As great as silicon is for semiconductor applications, it has one weakness in that using it for lasers isn’t very practical. Never say never though, as it turns out that you can now grow lasers directly on the silicon material. The most optimal material for solid-state lasers in photonics is gallium-arsenide (GaAs), but due to the misalignment of the crystal lattice between the compound (group III-V) semiconductor and silicon (IV) generally separate dies would be produced and (very carefully) aligned or grafted onto the silicon die.
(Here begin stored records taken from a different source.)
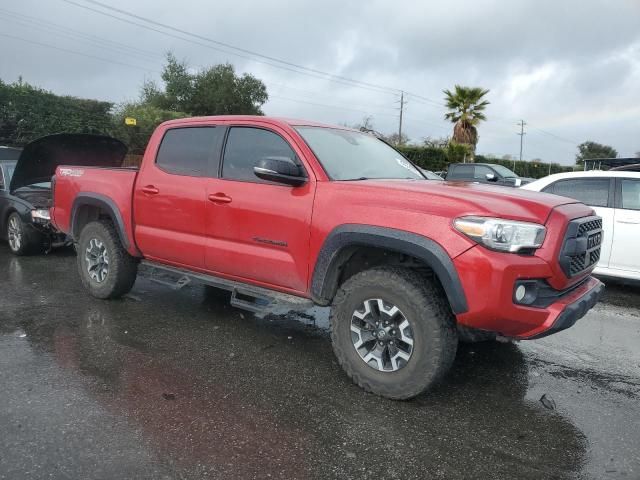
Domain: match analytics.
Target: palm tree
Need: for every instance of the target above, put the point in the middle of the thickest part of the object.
(465, 106)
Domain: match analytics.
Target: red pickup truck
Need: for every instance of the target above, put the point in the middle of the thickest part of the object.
(283, 210)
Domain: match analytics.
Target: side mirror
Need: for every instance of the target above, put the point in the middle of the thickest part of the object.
(280, 170)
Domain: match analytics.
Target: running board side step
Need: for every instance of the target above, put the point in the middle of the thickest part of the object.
(245, 296)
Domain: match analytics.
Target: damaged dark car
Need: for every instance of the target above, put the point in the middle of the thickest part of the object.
(26, 186)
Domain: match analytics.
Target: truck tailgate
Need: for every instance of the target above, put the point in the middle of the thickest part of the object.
(113, 186)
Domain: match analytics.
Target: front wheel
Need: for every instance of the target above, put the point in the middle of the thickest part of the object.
(21, 238)
(393, 331)
(105, 267)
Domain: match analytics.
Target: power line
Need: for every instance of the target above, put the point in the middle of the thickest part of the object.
(557, 137)
(61, 29)
(230, 49)
(522, 134)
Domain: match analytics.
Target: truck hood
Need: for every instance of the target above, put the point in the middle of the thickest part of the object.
(40, 158)
(463, 198)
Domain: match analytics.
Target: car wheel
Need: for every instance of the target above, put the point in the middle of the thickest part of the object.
(393, 331)
(21, 239)
(105, 267)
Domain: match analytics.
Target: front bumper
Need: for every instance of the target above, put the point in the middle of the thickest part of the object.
(488, 279)
(574, 311)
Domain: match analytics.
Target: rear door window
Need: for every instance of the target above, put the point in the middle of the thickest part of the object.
(630, 194)
(192, 151)
(590, 191)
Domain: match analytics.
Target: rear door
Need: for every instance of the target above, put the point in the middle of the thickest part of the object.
(625, 253)
(597, 193)
(170, 196)
(258, 230)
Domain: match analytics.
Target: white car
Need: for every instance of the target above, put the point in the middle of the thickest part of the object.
(615, 196)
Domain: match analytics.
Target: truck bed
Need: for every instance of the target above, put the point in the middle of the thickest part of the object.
(113, 185)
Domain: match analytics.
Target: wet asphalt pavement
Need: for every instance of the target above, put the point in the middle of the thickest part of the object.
(170, 384)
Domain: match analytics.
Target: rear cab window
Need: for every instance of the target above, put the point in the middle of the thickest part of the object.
(190, 151)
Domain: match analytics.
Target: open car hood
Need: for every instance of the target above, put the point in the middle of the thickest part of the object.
(40, 158)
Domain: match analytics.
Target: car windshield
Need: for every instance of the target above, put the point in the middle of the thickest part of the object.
(503, 171)
(8, 170)
(349, 155)
(430, 175)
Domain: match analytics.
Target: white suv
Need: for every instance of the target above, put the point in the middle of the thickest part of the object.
(615, 196)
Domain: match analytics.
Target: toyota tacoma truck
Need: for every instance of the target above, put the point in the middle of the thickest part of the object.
(290, 211)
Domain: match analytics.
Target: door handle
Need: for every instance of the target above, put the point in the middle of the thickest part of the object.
(150, 189)
(219, 198)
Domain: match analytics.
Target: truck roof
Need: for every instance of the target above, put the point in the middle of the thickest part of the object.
(281, 121)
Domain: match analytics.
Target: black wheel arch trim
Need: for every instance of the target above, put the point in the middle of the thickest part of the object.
(105, 203)
(327, 269)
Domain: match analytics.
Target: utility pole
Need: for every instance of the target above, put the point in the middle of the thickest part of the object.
(522, 134)
(402, 103)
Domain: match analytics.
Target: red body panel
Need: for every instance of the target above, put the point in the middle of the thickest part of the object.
(271, 235)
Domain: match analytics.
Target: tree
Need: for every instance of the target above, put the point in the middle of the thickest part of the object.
(436, 142)
(28, 112)
(214, 90)
(147, 118)
(592, 150)
(466, 106)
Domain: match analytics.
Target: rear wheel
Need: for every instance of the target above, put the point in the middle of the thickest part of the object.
(474, 335)
(105, 267)
(393, 331)
(21, 238)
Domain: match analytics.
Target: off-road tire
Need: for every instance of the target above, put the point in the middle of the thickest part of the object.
(30, 240)
(423, 303)
(474, 335)
(123, 268)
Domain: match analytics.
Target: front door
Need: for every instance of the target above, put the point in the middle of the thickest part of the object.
(170, 196)
(625, 253)
(258, 230)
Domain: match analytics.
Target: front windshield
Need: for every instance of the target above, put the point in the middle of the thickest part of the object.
(349, 155)
(503, 171)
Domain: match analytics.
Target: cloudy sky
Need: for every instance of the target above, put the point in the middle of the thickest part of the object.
(569, 68)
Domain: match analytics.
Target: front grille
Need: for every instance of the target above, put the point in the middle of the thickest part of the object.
(581, 249)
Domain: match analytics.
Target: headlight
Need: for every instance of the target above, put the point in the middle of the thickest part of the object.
(40, 214)
(500, 234)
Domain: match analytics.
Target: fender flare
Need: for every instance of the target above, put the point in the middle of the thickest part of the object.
(327, 269)
(104, 203)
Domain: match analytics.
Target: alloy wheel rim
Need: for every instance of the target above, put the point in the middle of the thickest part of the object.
(381, 335)
(14, 234)
(97, 258)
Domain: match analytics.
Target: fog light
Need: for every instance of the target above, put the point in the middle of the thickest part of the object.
(525, 292)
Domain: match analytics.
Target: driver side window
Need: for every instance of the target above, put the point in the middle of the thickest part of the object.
(246, 146)
(480, 172)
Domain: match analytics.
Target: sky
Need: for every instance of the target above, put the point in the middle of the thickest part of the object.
(569, 68)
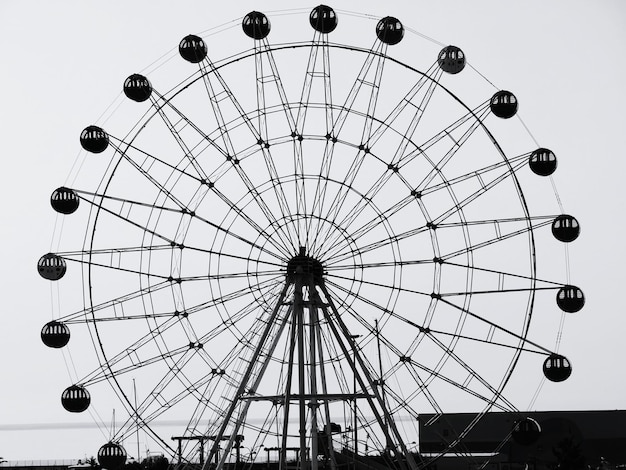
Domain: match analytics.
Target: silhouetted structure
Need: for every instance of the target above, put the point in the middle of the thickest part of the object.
(589, 436)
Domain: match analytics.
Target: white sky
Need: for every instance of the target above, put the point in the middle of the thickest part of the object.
(63, 63)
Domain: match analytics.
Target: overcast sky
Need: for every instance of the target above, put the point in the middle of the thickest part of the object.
(63, 63)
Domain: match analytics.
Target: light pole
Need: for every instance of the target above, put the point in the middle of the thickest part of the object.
(354, 423)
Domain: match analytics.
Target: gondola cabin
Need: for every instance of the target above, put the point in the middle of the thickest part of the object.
(565, 228)
(323, 19)
(389, 30)
(504, 104)
(570, 299)
(75, 399)
(111, 456)
(192, 48)
(526, 431)
(51, 267)
(451, 59)
(256, 25)
(542, 162)
(137, 88)
(557, 368)
(64, 200)
(55, 334)
(94, 139)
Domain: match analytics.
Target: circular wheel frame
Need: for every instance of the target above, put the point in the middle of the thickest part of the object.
(307, 257)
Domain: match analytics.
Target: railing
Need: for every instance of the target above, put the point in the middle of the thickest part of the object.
(38, 463)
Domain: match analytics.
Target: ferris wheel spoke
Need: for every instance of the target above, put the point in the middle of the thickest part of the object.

Naturally, it’s far easier and cheaper if a GaAs laser can be grown directly on the silicon die, which is what researchers from IMEC now have done (preprint). Using standard processes and materials, GaAs lasers were grown on industry-standard 300 mm silicon wafers. The trick was to accept the lattice mismatch and instead focus on confining the resulting flaws through a layer of silicon dioxide on top of the wafer. In this layer trenches are created (see top image), which means that when the GaAs is deposited it only contacts the Si inside these grooves, thus limiting the effect of the mismatch and confining it to within these trenches.

There are still a few issues to resolve before this technique can be prepared for mass-production, of course. The produced lasers work at 1,020 nm, which is a shorter wavelength than typically used, and there are still some durability issues due to the manufacturing process that have to be addressed.